Quand on les nomme, on les appelle “les poternes”, faute de savoir précisément à quoi on a affaire. Il s’agit des deux alcôves situées en contrebas du pont Maréchal-de-Lattre-de-Tassigny, là où les escaliers penchent drôlement. Une poterne désigne une porte piétonne perçant l’enceinte de fortifications médiévales. Mais, cette appellation elle-même est problématique : pourquoi mettre deux portes côte-à-côte ? Quelle fut leur utilité, si proches de l’ancienne porte de Pons, une des quatre grandes entrées de la ville, qui se trouvait à l’entrée de la rue Jean-Prieur (rue du marché) ? De plus, pourquoi faire entrer des passants dans l’espace non bâti d’une propriété privée située à contremont ? 
 

 

 

Les mystérieuses alcôves en mars 2010 (cliché Armand Launay) le long du pont du Maréchal-de-Lattre-de-Tassigny, du côté des Damps.

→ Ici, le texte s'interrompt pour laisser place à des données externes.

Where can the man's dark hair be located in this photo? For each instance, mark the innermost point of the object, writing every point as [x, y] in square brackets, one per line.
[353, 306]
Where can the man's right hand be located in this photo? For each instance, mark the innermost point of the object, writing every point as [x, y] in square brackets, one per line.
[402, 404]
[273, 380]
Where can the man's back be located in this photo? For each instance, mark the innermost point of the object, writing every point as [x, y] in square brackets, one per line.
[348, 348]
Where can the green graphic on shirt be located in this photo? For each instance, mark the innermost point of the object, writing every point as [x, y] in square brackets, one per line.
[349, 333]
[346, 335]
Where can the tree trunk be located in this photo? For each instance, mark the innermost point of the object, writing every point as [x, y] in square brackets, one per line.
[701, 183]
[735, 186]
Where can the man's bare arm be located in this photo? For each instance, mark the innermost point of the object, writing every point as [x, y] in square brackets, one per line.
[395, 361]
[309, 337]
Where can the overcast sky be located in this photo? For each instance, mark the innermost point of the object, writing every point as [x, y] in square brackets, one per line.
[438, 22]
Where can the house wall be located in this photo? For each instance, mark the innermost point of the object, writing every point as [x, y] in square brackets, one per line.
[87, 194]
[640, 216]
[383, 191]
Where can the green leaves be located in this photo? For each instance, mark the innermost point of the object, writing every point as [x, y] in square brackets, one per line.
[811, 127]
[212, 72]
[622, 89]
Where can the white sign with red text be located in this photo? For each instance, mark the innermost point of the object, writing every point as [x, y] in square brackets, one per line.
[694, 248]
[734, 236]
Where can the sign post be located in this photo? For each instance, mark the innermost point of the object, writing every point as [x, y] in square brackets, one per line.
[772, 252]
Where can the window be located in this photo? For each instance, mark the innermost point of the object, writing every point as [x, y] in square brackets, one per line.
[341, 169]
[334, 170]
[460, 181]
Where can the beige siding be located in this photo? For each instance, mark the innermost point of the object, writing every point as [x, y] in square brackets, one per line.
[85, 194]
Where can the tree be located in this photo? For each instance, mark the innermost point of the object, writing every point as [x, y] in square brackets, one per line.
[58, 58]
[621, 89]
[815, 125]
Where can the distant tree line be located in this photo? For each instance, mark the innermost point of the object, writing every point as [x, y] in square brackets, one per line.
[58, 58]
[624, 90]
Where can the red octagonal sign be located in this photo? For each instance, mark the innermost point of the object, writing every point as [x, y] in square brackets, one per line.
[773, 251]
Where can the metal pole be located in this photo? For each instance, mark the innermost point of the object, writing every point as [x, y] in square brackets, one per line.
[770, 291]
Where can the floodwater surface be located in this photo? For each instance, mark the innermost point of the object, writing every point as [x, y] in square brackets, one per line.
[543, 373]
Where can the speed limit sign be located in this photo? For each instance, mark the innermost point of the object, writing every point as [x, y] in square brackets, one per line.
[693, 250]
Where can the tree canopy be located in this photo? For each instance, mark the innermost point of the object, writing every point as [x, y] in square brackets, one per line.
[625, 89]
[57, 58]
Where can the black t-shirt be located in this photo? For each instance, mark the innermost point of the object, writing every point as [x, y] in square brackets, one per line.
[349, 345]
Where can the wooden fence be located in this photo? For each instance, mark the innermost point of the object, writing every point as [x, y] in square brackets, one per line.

Les mystérieuses alcôves en mars 2010 (cliché Armand Launay) le long du pont du Maréchal-de-Lattre-de-Tassigny, du côté des Damps.

 

Observons le rempart, oh oui !

Le rempart qui nous intéresse ici se trouve entre la rue Jean-Prieur (rue du marché) et le quai de Verdun (les berges de l’Eure, où s’installe la fête foraine de la Sainte-Anne). Il est longé par le pont et deux volées d’escaliers ne possédant aucun nom officiel. Cette partie des remparts de la ville a été inscrite sur l'inventaire supplémentaire des Monuments historiques le 15 juin 1939.

Les escaliers déformés par un tassement de terrain (juillet 2018, cliché Armand Launay).

Les escaliers déformés par un tassement de terrain (juillet 2018, cliché Armand Launay).

 

Dans sa partie haute, seul demeure le tracé des anciens remparts. Ce tracé est aujourd’hui occupé par un mur d’enceinte en brique et moellon calcaire et, aussi, par une petite maison qui servait, naguère, de cabinet de feu le docteur Attal. Ce mur se poursuit jusqu’au dessus du rempart du quai de Verdun. Il repose sur une élévation de terre retenue par les anciens remparts. De ces anciennes fortifications, il reste l’épaisseur d’un mur longeant les escaliers sans nom dont nous traitons. Les escaliers cachent, en partie, les vestiges des remparts. 

Dans sa partie la plus basse, au nord, ce mur comporte toujours quelques belles pierres de taille qui semblent dater des XVIIe et XVIIIe siècles et qui servaient de parement aux murs d’enceinte. Remaniées depuis, elles se situent de part et d’autre des alcôves qui nous intéressent. Les autres pierres sont des moellons calcaires qui servaient au remplissage des murs. L’état général de ce mur est sain. Il semble donc avoir fait l’objet de restaurations assez récentes, peut-être au XIXe siècle et après 1952 pour les jointures (comme le démontre une vue de 1952 reproduite plus bas). 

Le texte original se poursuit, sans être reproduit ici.